For example, I offered Baby Blue a toasted cheese sandwich -- now with extra butter! -- for lunch. Sitting on the kitchen floor, she nodded with that marvellous toddler full-body nod, and waved her arms for emphasis when I asked if she wanted a sandwich. But when strapped into her high chair and presented with the sandwich, she turned up her little nose.

What's an anxious mother to do? I let her down from the high chair and turned up the stereo while I thought. Baby Blue danced -- Mighty Mighty Bosstones? "Ahhh-la!" Jonathan Richman? "Again!" Aretha Franklin? Watch her kick her little legs to the beat.
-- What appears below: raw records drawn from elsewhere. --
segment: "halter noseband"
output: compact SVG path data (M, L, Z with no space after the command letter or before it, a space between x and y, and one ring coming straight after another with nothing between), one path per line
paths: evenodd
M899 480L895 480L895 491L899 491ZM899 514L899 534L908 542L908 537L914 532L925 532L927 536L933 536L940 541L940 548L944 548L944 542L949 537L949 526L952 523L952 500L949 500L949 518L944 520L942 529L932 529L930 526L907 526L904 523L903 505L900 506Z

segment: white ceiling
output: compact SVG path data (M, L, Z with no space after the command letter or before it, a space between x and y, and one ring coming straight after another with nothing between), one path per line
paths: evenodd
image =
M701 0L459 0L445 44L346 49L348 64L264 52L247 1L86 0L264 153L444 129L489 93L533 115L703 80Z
While pondering the question of my child's nutrition, I wandered to the refrigerator. There we have several containers of bean salad and pasta salad, a little bit of fruit salad, birthday cake, some supermarket cake that my cousins dropped upon us because they came here straight from their rented vacation house on the Cape, and some unidentifiable hermit-type bars that my friends brought over last week. These desserts are bad news for me, since no one but me will eat them -- LG wanted a cake with candles, but announced well ahead of time that he would not actually be *eating* the cake, since he only likes ice cream. (Yes, I know there are ice cream cakes, but he doesn't like those either.)

In any event, I decided to try one of the unidentifiable bars. Baby Blue, bopping out to Husker Du, held out her hand for some. I hand her a largish crumb, which she consumes with alacrity. "Oh ho," I say to myself, brilliantly. "You do want to eat, you just don't want to be in your high chair."

So you can guess what I did next. That's right, Baby Blue is eating her cheese sandwich off the floor while she crawls around.

Hey, calories are calories, right?

It is too bad about that vacuum, though.